每個人或多或少都裝備了一件以上的鐵質盔甲,盡管質地和制式五花八門,但是最起碼也算是有一套可用的裝備。
氣質上更是不同,每個人的身上都有著或多或少的血腥味,這是讓奇諾最滿意的地方。
“是南方的那位大人么?”看到奇諾身上的盔甲和神駿的陸行鳥,這些傭兵也不敢稱呼庫曼為男爵,畢竟男爵多了去了,其中大多都是一些有些可憐的家伙,但是能夠武裝此等部下的庫曼看上去截然不同。
“是啊,我們男爵為了抵抗那些坤族人的入侵打算雇傭大量的士兵,至于報酬好商量。”他炫耀似的敲了敲自己身上的板甲大聲說道。
不過踟躕于科蒂多的這些傭兵都是有自己考量的,因為南方說到底對他們而言還是太過于陌生了,所以不少人都選擇了保守的觀望。
“那可是坤族人,連帝國用傾國之力也只能依托地形去防守,您的領主怎么能夠防得住呢?”一個傭兵大膽的問道,雖然傭兵是拿錢賣命的,但是送死的事兒他們才不干呢。
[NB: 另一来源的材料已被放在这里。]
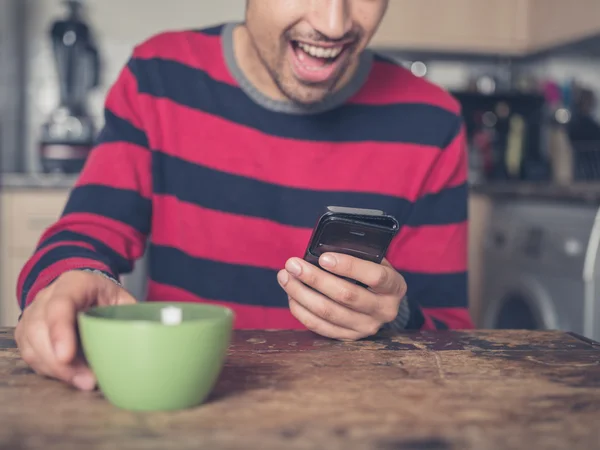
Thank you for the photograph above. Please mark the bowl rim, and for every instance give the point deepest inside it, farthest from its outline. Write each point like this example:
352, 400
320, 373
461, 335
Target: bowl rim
228, 314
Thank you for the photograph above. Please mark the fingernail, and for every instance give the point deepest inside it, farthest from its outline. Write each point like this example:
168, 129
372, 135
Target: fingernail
293, 267
61, 350
283, 277
83, 381
328, 261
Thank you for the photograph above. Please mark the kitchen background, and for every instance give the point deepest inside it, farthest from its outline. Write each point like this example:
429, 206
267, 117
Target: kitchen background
527, 73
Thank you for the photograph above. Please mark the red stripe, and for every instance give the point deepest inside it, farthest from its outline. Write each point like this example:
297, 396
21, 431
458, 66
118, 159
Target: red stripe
119, 165
455, 318
197, 50
390, 83
225, 237
54, 270
428, 324
246, 317
451, 167
122, 97
376, 167
431, 249
123, 239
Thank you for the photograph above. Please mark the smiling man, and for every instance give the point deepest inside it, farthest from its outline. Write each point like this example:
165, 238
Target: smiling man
222, 147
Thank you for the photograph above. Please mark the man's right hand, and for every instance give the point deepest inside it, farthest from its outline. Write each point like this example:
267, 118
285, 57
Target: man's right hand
46, 334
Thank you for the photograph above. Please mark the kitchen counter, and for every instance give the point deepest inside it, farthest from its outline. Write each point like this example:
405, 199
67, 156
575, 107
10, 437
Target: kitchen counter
36, 181
579, 192
483, 390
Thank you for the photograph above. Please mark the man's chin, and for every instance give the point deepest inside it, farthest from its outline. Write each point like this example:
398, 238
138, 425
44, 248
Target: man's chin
308, 95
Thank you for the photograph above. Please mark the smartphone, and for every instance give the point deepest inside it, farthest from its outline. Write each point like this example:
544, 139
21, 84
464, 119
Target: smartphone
362, 233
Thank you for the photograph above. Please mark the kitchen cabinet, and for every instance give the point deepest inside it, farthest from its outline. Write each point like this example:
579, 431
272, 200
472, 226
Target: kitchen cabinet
509, 27
454, 25
554, 22
24, 215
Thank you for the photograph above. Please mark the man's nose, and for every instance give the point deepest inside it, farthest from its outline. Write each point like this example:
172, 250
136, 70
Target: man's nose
331, 18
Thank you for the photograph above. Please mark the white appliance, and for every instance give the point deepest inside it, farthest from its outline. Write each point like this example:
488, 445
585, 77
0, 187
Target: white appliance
541, 266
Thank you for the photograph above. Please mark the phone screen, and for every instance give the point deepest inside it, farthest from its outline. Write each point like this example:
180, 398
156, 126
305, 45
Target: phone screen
354, 238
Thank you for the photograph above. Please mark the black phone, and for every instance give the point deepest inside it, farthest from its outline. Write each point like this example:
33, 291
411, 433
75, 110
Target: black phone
362, 233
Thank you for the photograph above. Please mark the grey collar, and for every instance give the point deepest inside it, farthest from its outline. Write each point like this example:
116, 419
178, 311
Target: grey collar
336, 99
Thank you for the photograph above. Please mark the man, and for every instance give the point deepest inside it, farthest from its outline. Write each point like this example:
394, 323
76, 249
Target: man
227, 144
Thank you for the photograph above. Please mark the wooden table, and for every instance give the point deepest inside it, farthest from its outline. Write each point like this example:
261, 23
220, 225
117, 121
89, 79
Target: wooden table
294, 390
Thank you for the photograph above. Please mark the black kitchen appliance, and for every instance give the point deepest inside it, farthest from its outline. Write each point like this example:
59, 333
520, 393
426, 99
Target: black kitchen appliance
68, 134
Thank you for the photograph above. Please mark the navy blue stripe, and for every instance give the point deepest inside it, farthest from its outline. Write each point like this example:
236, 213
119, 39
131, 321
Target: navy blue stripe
212, 31
123, 205
215, 280
119, 264
258, 286
448, 290
236, 194
55, 255
117, 129
403, 123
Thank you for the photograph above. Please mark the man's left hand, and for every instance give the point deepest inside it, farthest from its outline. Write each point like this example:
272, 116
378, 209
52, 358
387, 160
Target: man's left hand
336, 308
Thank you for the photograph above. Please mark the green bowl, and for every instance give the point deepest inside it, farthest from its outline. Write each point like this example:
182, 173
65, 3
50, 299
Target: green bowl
143, 365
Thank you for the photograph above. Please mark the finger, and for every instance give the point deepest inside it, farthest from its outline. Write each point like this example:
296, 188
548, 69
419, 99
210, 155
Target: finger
337, 289
60, 319
327, 309
45, 362
320, 326
381, 278
125, 298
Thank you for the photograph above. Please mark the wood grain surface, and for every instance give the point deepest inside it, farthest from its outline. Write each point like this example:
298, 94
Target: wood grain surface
294, 390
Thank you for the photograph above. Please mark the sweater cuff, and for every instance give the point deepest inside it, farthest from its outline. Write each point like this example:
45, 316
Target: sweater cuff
51, 273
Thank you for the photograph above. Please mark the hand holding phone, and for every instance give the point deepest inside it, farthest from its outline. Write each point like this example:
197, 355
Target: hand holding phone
326, 288
362, 233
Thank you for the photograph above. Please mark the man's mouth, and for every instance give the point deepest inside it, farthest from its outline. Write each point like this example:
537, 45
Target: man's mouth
315, 63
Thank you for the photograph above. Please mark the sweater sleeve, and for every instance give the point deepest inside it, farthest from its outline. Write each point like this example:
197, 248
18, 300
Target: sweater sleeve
106, 221
431, 249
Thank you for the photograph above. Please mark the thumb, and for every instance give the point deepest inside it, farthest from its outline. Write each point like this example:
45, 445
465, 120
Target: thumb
60, 319
125, 298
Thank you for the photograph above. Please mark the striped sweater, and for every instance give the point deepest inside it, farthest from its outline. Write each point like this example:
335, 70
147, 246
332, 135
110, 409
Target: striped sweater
225, 184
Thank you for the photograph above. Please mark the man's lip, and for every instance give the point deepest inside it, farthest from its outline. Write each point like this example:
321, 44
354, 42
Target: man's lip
324, 44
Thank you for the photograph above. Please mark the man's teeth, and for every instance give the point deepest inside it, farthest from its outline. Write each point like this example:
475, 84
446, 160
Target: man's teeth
321, 52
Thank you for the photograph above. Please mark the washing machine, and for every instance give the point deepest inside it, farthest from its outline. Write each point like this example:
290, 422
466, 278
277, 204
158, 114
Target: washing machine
541, 268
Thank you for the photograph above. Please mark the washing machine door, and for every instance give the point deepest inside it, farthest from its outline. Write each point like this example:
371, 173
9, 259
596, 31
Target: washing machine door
521, 302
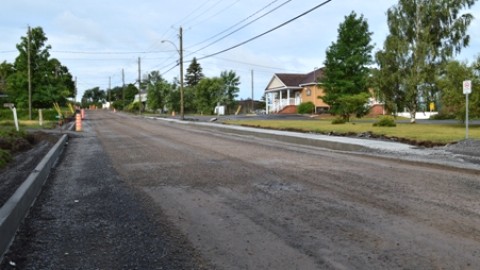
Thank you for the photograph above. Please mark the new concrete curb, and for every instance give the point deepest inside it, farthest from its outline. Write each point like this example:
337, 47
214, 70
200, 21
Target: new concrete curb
16, 208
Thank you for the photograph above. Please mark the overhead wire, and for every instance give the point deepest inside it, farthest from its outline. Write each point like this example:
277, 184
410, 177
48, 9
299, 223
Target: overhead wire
240, 22
267, 32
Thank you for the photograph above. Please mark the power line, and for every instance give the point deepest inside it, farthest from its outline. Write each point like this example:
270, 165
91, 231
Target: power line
240, 22
267, 32
107, 53
235, 31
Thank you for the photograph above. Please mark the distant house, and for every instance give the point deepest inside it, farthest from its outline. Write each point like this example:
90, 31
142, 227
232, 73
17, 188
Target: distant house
288, 90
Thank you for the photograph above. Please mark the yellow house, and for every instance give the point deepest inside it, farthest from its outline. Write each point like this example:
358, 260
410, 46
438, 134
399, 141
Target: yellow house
288, 90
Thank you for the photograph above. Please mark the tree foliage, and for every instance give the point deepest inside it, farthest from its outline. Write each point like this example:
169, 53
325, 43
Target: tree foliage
51, 81
231, 84
424, 35
93, 96
453, 99
346, 68
157, 91
194, 74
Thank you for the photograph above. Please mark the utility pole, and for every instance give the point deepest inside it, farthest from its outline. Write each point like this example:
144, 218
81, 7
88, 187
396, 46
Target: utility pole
182, 115
123, 89
139, 87
253, 102
109, 91
29, 76
75, 91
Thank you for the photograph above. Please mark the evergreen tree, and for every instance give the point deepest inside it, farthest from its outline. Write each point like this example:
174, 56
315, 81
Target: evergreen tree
157, 91
208, 93
194, 74
346, 72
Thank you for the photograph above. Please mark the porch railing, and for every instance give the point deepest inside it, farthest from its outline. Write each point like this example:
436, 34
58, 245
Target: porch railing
279, 104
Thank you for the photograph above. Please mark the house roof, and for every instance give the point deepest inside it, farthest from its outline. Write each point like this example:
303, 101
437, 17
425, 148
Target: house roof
291, 79
313, 77
297, 80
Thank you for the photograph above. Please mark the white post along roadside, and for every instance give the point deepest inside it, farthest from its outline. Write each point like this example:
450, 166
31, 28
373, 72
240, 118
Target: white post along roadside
467, 89
14, 110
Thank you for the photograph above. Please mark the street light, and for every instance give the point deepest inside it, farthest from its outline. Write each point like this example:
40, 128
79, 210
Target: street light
180, 52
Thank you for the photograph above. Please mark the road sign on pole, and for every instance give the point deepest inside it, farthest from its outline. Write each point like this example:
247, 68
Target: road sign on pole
467, 89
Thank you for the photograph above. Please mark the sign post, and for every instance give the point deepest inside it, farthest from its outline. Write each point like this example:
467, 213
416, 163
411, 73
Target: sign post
467, 89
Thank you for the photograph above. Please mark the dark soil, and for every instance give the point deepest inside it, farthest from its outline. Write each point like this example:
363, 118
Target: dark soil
28, 153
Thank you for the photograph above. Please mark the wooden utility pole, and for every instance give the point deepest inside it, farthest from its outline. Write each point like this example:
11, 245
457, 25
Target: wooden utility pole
139, 87
75, 91
253, 102
29, 76
123, 89
182, 115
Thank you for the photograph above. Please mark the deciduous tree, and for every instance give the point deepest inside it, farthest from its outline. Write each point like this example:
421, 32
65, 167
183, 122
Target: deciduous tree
424, 35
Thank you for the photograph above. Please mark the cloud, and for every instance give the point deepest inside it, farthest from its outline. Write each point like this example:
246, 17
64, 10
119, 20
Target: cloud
80, 30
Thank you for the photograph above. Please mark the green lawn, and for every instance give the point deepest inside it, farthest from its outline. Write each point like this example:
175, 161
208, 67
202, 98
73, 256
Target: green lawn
436, 133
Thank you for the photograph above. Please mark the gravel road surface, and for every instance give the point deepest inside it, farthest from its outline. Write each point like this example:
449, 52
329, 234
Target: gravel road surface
159, 195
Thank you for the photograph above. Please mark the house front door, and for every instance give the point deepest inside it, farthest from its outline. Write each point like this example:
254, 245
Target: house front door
298, 98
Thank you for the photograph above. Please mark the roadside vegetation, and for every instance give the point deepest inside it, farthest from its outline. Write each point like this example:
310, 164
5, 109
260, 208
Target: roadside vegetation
418, 134
11, 141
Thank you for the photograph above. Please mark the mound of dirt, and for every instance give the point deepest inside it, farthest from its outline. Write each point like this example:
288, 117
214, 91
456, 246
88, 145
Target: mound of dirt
467, 147
27, 153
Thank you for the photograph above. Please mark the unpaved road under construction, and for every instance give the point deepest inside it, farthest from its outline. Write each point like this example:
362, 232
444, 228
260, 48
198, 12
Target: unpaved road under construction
244, 202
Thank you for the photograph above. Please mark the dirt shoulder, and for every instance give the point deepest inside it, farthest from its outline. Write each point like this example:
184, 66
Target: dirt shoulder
29, 153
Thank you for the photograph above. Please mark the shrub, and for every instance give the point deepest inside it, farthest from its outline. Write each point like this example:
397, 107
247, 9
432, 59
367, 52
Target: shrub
339, 120
385, 121
306, 107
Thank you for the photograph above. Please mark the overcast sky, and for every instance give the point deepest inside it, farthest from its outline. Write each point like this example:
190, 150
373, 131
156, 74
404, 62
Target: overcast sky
96, 39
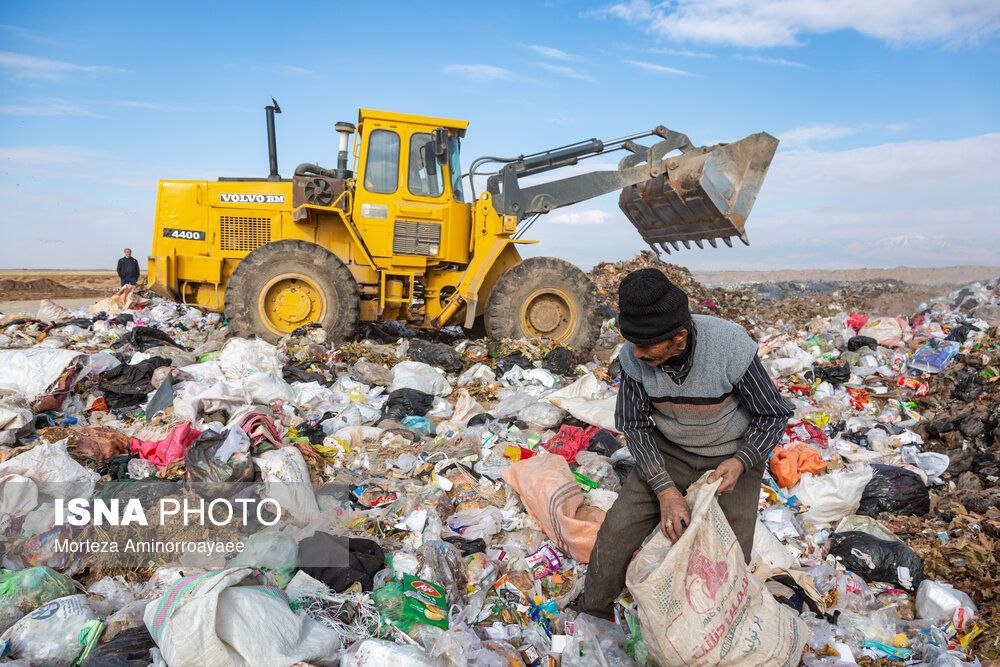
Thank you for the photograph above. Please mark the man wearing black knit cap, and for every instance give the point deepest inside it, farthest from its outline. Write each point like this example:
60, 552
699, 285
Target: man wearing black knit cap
694, 397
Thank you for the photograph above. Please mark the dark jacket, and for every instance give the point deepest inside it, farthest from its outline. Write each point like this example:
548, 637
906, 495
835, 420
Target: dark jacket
128, 269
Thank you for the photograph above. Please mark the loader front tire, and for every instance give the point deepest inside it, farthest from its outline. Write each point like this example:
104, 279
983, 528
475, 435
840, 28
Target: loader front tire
545, 297
285, 285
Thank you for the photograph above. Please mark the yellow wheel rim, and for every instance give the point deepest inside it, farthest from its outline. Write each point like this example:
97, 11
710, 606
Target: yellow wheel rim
546, 313
290, 301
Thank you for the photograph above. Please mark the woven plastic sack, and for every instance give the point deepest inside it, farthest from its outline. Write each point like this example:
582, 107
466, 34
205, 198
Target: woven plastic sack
554, 499
699, 603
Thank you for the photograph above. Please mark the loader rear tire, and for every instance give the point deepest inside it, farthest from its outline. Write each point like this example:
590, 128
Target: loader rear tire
284, 285
545, 297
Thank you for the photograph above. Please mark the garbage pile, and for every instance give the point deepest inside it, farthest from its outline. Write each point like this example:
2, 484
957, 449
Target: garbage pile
434, 501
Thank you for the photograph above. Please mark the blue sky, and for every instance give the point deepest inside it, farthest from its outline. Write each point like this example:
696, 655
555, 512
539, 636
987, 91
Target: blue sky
888, 115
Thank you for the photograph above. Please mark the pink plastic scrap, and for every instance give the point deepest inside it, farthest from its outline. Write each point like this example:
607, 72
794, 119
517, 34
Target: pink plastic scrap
171, 449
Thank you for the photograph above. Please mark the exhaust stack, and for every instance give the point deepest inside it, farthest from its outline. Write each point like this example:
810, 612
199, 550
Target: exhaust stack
345, 130
272, 144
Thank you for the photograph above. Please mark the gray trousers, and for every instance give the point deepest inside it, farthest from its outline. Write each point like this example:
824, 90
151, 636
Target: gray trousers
636, 513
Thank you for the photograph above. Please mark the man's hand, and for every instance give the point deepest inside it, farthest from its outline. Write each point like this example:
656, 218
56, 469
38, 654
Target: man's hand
729, 471
674, 513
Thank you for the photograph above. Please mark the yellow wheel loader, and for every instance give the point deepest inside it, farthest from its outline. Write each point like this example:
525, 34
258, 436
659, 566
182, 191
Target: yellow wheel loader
398, 232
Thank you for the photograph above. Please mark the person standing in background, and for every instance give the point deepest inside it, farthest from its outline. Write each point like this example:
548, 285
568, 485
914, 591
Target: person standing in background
128, 269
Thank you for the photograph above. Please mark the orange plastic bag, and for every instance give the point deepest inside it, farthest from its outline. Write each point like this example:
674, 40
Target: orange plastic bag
790, 461
553, 498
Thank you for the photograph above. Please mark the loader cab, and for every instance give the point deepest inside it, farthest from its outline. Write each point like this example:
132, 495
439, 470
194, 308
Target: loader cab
408, 202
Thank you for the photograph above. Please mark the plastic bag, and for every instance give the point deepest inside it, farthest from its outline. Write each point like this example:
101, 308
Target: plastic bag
938, 601
698, 600
790, 461
553, 498
419, 376
31, 588
220, 621
379, 653
832, 496
895, 490
286, 480
406, 402
934, 355
55, 633
214, 478
435, 354
542, 414
595, 643
877, 560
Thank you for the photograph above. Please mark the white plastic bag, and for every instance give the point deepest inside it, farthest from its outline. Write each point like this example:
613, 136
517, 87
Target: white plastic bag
51, 635
832, 496
286, 480
418, 375
938, 601
218, 621
699, 603
243, 356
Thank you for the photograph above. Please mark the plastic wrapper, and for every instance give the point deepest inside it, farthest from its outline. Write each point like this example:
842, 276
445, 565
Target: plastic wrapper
895, 490
877, 560
938, 601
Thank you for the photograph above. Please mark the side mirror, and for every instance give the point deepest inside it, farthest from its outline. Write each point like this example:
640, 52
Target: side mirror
441, 143
430, 163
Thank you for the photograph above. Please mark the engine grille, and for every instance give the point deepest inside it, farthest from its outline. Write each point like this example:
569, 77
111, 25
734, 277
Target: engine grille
241, 233
416, 238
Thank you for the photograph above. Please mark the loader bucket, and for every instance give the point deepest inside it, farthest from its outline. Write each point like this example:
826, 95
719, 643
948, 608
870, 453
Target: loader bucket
703, 194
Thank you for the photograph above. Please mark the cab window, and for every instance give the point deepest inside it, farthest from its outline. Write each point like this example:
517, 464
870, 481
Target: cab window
382, 167
421, 181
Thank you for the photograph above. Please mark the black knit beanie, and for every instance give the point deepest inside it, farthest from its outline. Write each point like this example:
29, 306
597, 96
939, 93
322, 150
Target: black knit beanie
651, 309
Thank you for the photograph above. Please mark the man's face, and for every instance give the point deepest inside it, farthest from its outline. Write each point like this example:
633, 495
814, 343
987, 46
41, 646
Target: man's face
659, 353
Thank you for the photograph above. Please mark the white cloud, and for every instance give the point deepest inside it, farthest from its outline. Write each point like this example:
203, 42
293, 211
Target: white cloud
563, 70
802, 136
550, 52
683, 53
757, 58
766, 23
46, 107
582, 217
659, 69
23, 66
479, 72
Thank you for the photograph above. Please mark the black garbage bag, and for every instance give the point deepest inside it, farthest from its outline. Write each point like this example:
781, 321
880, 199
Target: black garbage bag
877, 560
144, 338
127, 385
291, 373
436, 354
604, 443
506, 363
961, 332
404, 402
129, 648
835, 375
559, 361
858, 342
212, 478
339, 561
895, 490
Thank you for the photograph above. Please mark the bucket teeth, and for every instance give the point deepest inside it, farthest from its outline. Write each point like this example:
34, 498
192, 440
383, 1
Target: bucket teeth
700, 194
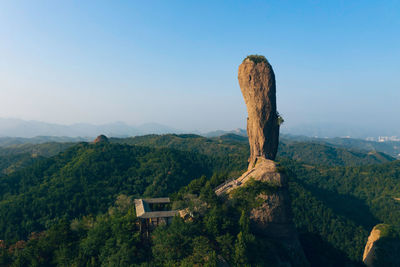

“我們是依托黑龍山脈在防守的,而且黑龍山脈的黑龍也站在我們一方。”
“既然您的領主實力那么強大,為何還要雇傭我們呢?”那個傭兵刨根問底的問道。
“那是因為坤族人的力量更強,傳說沒有錯,牠們有著施放法術的能力,每個人都能發出盤子大小的火球,而身高更是動輒三米,可以單手揮舞對我們而言是雙手武器的兵器肆意的砍殺。”奇諾毫不掩飾坤族人的強大之處。
“既然坤族人那么強,您的領主為什么不逃跑呢?很多貴族都是會在面對強敵時逃跑的。”那個傭兵不解的問道。
“因為我們能夠勝利,我的領主和我們這些因為他而選擇為他而戰的人就是這么認為呢,但是只有我們還不夠,我想各位既然已經選擇來了南方,那么自然是已經做出了自己的選擇,我們領地很窮,沒有多余的第納爾金幣去雇傭你們,只有一些盔甲會賞賜給那些用于奮戰的人。”奇諾直接告訴了他們的底線后就匆匆離開了。
“那個領主的信譽怎么樣,打聽清楚了么?”在奇諾走后不久,一個傭兵回到了酒館之中,那些傭兵們直接圍了上去,這些傭兵在這里停留的首要原因就是對庫曼有些不放心,因為現在是賣方市場的緣故,他們自信等得起。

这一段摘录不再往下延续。